私の父が主の父と友人だった関係で、私がクライヴの世話係を命じられた。

ああ。銀行の採用試験に合格していれば、馬鹿息子の世話など焼かずに済んだものを……。


愚痴ばかりになってしまった。

もう少し、私の話を続ける。


私の性別は男性だ。

主と同じ性別だからこそ、父親が資産家というだけで、努力もせずに裕福な暮らしを満喫している彼に嫉妬するのかもしれない。


今、私は「カナリヤの館」と呼ばれる建物の前にいる。


「……」


「カナリヤの館」というのは、娼館の一種だという。

娼館。わかるだろうか。

女性が客に金を貰って、身体を売るという場所だ。


なぜ、私がこのような場所にいるのか。

それは、我が馬鹿主のせいなのだ。


クライヴ=ノーリッシュはこの館の「カナリヤ」に入れあげている。

……父親が決めた婚約者がいるというのに。

だから、今日、私がここに来たのだ。


「……」


大きく息を吸い、吐く。

娼館に足を踏み入れるのは、初めてなので緊張する。


意を決して、足を踏み出した。


クライヴ=ノーリッシュが焦がれている「カナリヤ」の名を伝えると、彼女の「鳥籠」へと案内された。

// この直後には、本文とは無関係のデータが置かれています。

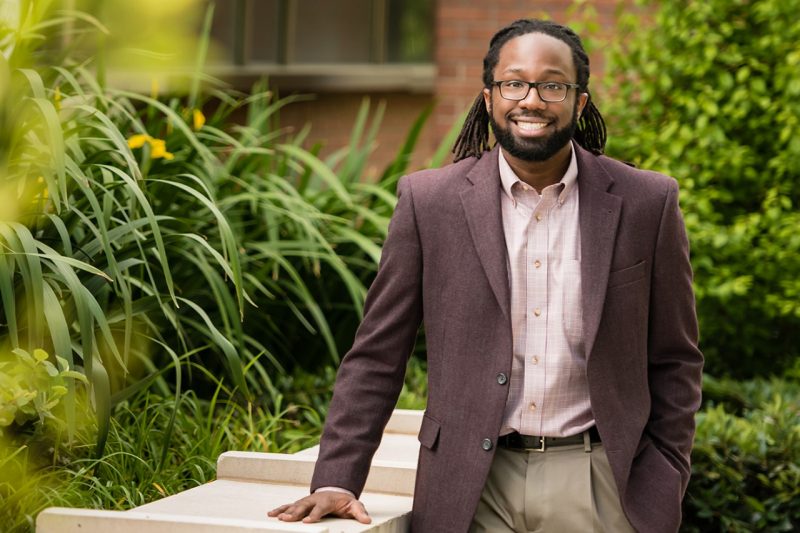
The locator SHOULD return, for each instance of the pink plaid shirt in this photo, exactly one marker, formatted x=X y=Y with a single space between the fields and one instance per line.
x=549 y=392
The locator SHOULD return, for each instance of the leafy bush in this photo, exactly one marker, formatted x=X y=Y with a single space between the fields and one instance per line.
x=139 y=234
x=31 y=388
x=708 y=92
x=746 y=459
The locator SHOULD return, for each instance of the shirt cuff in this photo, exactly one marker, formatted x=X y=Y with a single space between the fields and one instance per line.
x=335 y=489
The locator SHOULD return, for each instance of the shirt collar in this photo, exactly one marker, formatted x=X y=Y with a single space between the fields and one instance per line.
x=508 y=177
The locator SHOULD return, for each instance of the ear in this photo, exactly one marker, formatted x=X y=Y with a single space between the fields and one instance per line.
x=583 y=99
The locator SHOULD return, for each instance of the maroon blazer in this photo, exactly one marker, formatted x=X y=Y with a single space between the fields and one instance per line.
x=444 y=260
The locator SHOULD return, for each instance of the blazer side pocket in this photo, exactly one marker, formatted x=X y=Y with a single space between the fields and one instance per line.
x=429 y=432
x=627 y=275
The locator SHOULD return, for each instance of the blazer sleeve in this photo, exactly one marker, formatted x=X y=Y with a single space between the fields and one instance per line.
x=371 y=374
x=675 y=362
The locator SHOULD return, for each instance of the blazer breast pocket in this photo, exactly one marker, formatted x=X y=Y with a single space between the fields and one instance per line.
x=627 y=275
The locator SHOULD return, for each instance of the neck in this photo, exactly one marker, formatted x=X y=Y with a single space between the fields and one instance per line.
x=540 y=174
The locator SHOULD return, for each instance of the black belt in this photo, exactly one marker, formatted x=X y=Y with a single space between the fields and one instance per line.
x=531 y=443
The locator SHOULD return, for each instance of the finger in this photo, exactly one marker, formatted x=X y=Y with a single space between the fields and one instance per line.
x=359 y=512
x=279 y=510
x=316 y=514
x=295 y=512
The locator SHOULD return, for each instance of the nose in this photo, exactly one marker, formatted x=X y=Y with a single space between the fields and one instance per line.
x=532 y=100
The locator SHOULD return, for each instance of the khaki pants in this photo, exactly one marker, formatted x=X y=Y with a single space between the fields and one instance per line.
x=565 y=489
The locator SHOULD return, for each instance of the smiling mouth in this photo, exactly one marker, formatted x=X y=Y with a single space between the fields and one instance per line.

今日、彼女と会うために、事前にチケットを購入している。

主の父親が頭を痛めているのは、その購入金額が高額であることも、理由の一つだ。


案内人に案内をされ、カナリヤの部屋の前に到着する。

扉を開くと、案内人は姿を消した。


「……」


部屋は、薄布で仕切られている。

薄布の向こう側で、人影が動いた。


「お客様がいらしたのね。こんにちは。それとも、初めまして、なのかしら」


澄んだ少女の声が、言う。

私は薄布に手を伸ばした。

彼女の顔が見たい。


「手を触れないで。痺れてしまう。それを知らないあなたは、この部屋に来たのは初めてなのかしら」


「失礼。私は、主の代理で参りました。あなたを買うために来たわけではないのです」


「まあ。娼館に女を買う以外の目的で来たお客様なんて、あなたが初めてよ。わたし、あなたの顔が見たいわ」


「でも、薄布に触れると痺れるのでは?」


「そうよ。だから、入り口の扉の側にある手錠を、自分の手にはめて。両手にはめるの。あなたが自分でやるのよ」


少女の言葉に、私は……。


選択肢1

1手錠をはめない を選んだ場合は 第二話へ(鳥籠の鳥【男主人公編】1話 →鳥籠の鳥【男主人公編】2話 選択肢1ー1手錠をはめない へ)


2手錠をはめる を選んだ場合は 第四話へ(鳥籠の鳥【男主人公編】1話 →鳥籠の鳥【男主人公編】4話 選択肢1ー2手錠をはめる へ)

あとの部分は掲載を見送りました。